- Directed by: Prabhas Nimmala
- Screenplay by: Prabhas Nimmala
- Produced by: Narsimha Goud; Unnam Ramesh;
- Starring: Manikanth Kota; Sunil; Ayra Bansal; Kajal Tiwari; Vikas Vasistha;
- Cinematography: Surendra Reddy
- Edited by: RM Vishwanadh Kunchanapally
- Music by: Gowtham Raviram
- Production companies: Koundinya Productions; Arunagiri Arts;
- Release date: 19 December 2025;
- Running time: 132 minutes
- Country: India
- Language: Telugu

= Fighter Shiva =

2025 Indian Telugu film by Prabhas Nimmala

Fighter Shiva is a 2025 Indian Telugu-language Action-thriller film written and directed by Prabhas Nimmala. The film stars Manikanth Kota, Sunil, Ayra Bansal, Kajal Tiwari, Vikas Vasistha and others. The film is produced by Narasimha Goud and Unnam Ramesh.

The film was released on 19 December 2025.

== Plot ==
Shiva, an aspiring filmmaker, creates a demo film to establish himself in the industry. Unintentionally, the footage records vital clues connected to a drug trafficking case under police investigation. When the demo is identified as evidence, Shiva becomes a suspect despite having no involvement in the crime.
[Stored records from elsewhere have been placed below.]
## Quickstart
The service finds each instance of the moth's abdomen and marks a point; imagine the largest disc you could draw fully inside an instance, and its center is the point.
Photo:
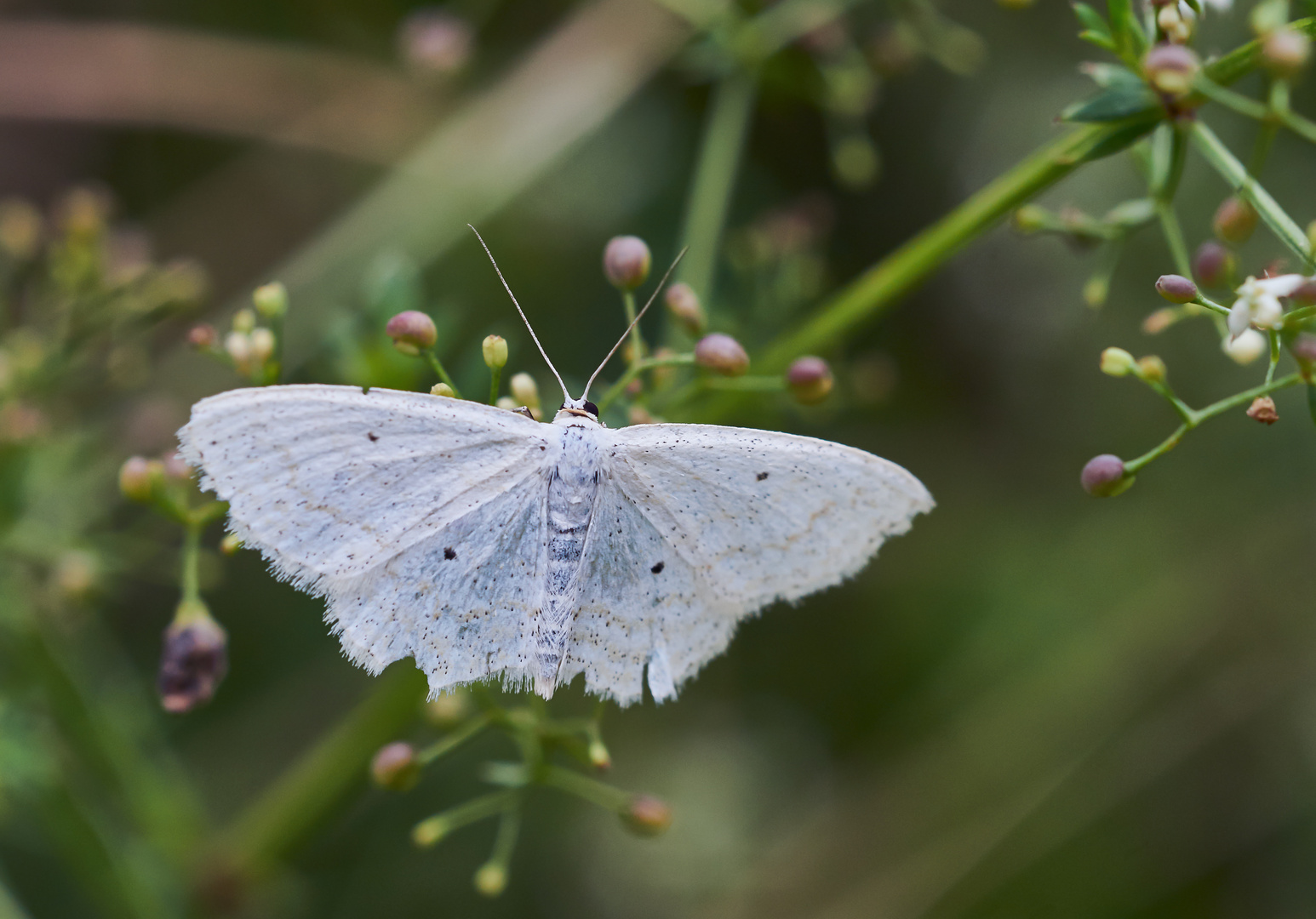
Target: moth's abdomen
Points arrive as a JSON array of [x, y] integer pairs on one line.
[[571, 492]]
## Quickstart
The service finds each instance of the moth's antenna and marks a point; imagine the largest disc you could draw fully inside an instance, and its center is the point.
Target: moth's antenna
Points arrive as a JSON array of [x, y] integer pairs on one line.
[[565, 393], [652, 297]]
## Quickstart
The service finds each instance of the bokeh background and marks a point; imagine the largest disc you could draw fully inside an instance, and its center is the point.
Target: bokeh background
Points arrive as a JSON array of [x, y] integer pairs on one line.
[[1034, 704]]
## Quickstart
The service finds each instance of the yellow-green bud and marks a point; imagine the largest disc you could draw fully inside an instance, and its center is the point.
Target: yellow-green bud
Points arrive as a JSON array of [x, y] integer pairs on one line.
[[1118, 362], [495, 352], [272, 300]]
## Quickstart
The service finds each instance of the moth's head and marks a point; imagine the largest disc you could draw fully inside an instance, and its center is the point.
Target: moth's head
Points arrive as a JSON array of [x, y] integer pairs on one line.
[[578, 408]]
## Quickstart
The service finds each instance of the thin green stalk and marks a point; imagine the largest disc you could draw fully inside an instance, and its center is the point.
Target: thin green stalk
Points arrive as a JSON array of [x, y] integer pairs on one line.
[[725, 129], [453, 740], [1233, 173], [298, 800], [1199, 416], [636, 369], [438, 368]]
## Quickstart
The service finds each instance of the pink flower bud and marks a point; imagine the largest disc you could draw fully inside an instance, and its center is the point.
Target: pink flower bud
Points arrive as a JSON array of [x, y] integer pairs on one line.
[[721, 354], [395, 767], [1103, 477], [646, 815], [810, 380], [626, 262], [1176, 288], [412, 332]]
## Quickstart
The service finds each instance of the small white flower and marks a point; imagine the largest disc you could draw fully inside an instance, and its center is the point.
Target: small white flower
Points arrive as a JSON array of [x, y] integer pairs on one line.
[[1258, 303], [1245, 349]]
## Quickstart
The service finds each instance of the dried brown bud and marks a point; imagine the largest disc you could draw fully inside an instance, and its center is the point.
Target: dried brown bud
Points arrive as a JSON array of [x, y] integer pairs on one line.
[[395, 767], [194, 659], [684, 306], [721, 354], [1234, 220], [1103, 477], [412, 332], [810, 380], [646, 815], [1263, 409], [1176, 288], [626, 262]]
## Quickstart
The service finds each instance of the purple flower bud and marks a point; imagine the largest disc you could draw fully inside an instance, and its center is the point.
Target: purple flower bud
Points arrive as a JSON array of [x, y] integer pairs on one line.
[[646, 815], [395, 767], [810, 380], [194, 659], [1103, 477], [1234, 220], [1170, 69], [1176, 288], [684, 306], [1214, 265], [626, 262], [412, 332], [721, 354]]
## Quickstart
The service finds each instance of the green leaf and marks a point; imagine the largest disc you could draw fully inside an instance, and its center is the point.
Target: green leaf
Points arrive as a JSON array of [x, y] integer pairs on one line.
[[1113, 106]]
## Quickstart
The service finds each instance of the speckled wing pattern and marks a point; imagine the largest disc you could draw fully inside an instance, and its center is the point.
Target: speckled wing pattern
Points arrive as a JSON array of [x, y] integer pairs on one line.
[[424, 523], [699, 526]]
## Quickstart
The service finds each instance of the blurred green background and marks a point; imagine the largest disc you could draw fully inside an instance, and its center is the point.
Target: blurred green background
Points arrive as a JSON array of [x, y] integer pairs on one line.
[[1032, 705]]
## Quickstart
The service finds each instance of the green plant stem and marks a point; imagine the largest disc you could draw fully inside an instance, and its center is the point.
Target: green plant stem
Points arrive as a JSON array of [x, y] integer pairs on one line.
[[438, 368], [591, 789], [1233, 173], [453, 740], [725, 129], [636, 369], [298, 800], [1197, 417]]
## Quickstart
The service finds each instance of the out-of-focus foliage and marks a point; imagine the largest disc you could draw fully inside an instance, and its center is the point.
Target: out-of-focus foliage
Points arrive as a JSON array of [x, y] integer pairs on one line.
[[1034, 704]]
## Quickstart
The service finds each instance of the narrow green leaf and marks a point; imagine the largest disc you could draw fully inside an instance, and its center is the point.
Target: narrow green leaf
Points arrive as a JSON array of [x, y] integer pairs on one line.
[[1113, 104]]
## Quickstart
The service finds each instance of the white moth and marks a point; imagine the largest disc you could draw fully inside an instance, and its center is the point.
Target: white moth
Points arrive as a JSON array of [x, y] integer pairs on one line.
[[486, 545]]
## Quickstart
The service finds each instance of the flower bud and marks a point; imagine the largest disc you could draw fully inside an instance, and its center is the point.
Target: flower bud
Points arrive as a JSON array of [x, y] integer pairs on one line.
[[203, 337], [1234, 220], [272, 300], [1246, 347], [395, 767], [1263, 409], [1152, 368], [194, 659], [721, 354], [810, 380], [1118, 362], [1176, 288], [489, 880], [626, 262], [1103, 477], [1285, 53], [1170, 69], [137, 477], [262, 345], [684, 306], [412, 332], [646, 815], [243, 320], [1214, 265], [449, 709], [524, 391], [495, 351]]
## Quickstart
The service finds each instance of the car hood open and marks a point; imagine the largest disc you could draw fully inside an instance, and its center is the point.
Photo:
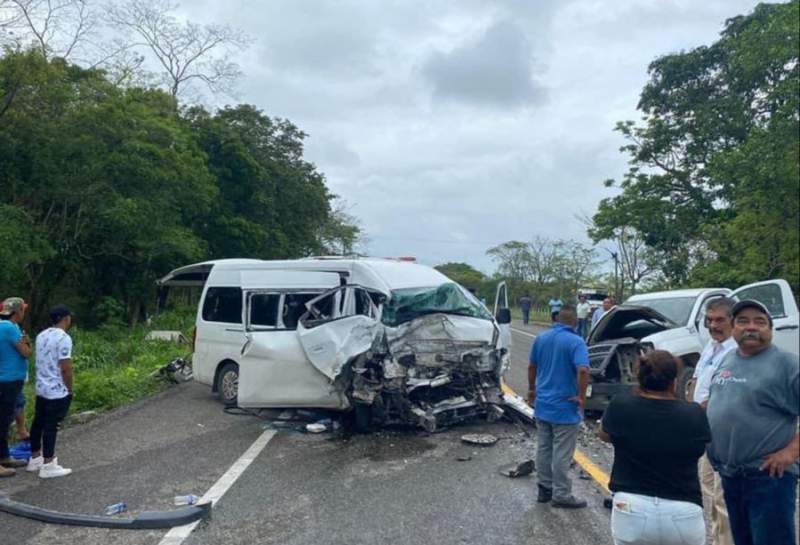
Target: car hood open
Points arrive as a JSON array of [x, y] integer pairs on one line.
[[619, 321]]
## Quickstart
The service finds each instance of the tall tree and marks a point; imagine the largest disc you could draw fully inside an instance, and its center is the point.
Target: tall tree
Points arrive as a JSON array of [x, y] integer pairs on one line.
[[718, 142], [186, 53], [109, 179]]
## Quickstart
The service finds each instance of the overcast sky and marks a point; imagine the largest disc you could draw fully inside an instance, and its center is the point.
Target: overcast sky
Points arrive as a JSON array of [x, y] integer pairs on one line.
[[453, 126]]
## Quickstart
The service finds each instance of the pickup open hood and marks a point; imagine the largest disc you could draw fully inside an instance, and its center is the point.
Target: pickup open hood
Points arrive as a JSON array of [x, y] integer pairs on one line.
[[629, 321]]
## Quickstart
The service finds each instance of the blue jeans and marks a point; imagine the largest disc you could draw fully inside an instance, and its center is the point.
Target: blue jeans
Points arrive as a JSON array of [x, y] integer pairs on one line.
[[761, 508], [646, 519]]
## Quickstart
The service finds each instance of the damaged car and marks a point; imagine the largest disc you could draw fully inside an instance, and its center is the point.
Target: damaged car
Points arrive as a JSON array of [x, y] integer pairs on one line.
[[673, 321], [394, 342]]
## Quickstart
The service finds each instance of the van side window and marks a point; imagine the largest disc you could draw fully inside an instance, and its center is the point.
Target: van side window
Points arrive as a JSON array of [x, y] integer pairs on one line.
[[264, 309], [294, 306], [223, 305]]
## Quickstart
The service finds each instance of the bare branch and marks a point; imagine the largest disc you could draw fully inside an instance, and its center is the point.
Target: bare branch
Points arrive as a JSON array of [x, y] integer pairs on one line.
[[56, 27], [187, 52]]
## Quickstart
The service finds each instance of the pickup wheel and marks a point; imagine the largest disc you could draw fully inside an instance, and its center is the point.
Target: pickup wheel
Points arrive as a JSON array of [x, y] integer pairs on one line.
[[228, 384]]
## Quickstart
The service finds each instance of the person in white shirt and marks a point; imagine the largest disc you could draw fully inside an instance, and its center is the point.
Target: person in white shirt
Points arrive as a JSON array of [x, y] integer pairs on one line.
[[53, 392], [719, 322]]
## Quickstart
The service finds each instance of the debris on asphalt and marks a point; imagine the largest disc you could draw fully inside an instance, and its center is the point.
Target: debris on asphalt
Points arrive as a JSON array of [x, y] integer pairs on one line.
[[116, 509], [482, 439], [82, 417], [187, 499], [518, 470], [316, 427]]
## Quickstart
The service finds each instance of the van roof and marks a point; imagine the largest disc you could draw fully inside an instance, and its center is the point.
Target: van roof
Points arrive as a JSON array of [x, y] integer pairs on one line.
[[689, 292], [380, 274]]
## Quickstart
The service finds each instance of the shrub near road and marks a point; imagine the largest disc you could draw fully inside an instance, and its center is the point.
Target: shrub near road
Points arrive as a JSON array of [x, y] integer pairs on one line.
[[114, 364]]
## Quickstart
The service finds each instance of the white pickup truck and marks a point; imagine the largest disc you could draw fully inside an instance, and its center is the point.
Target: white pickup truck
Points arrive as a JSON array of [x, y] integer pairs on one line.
[[673, 321]]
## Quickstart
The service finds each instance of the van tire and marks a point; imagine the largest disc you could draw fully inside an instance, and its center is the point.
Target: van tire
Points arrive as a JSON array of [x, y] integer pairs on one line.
[[228, 384]]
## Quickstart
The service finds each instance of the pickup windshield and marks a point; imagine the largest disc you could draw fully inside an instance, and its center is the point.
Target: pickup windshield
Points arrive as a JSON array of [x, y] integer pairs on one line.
[[676, 309], [450, 298]]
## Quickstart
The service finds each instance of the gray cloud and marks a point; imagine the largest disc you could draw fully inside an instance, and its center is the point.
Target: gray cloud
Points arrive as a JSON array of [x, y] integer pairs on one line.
[[496, 69], [425, 116]]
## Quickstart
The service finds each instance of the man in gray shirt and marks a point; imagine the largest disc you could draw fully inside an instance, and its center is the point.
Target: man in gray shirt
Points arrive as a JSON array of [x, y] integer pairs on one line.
[[753, 412]]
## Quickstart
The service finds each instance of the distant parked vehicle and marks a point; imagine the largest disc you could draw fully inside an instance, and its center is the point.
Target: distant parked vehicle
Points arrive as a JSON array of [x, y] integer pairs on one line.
[[673, 321]]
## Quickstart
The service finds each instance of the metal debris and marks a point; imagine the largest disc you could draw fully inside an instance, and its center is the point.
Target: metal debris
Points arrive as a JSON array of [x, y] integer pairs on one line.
[[518, 470], [482, 439]]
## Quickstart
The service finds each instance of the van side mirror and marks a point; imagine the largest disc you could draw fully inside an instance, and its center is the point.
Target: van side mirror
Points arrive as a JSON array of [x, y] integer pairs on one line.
[[503, 316]]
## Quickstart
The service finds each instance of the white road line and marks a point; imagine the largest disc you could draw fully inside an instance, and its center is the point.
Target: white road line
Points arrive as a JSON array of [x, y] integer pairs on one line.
[[176, 535]]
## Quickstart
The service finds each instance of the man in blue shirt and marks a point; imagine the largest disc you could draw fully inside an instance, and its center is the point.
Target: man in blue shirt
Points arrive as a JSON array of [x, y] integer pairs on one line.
[[15, 349], [557, 379]]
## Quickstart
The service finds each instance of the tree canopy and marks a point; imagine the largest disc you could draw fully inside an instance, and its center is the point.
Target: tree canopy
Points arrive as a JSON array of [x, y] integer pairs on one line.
[[104, 188], [714, 183]]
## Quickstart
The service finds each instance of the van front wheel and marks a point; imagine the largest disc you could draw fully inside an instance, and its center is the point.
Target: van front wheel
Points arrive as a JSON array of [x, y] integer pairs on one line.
[[228, 384]]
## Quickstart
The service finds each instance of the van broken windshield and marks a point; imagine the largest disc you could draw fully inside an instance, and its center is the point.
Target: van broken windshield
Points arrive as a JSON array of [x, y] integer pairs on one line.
[[450, 298]]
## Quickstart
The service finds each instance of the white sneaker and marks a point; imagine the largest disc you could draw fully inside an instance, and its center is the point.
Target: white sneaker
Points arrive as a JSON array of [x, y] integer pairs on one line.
[[35, 464], [53, 470]]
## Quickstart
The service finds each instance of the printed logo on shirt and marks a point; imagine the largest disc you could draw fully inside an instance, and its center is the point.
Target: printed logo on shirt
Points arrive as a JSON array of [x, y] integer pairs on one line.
[[726, 376]]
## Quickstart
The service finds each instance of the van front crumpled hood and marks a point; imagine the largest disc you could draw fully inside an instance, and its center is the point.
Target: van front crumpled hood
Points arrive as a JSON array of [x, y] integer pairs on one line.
[[432, 371]]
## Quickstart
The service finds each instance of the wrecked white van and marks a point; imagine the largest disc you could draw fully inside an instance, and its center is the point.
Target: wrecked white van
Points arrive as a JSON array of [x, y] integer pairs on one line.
[[397, 342]]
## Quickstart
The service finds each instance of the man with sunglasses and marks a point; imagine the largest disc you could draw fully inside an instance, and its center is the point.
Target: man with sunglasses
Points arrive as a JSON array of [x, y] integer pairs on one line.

The story follows his efforts to prove his innocence while continuing to chase his filmmaking ambitions.

== Music ==
The background score and songs were composed by Gowtham Raviram.

==Release and reception==
Fighter Shiva was released on 19 December 2025.

Suhas Sistu from The Hans India rated the film 3 out of 5 and said, "Fighter Shiva is a neatly packaged crime thriller with an emotional core, offering clean, family-friendly entertainment backed by solid production values and sustained suspense throughout."

Sunil Boddula of News18 Telugu "Fighter Shiva delivers a steady flow of suspense without obscenity, offering an engaging experience for both regular and family audiences."

Ramu Chinthakindhi of Times Now gave 2.75 out of 5 stars and appreciated the Direction, screenplay, Gowtham Raviram mjusic, and the lead cast performances.

NTV (India) stated Fighter Shiva is a clean crime thriller that maintains suspense and keeps the audience engaged until the end." and Sakshi Post appreciated screenplay, execution and cast performances in their review.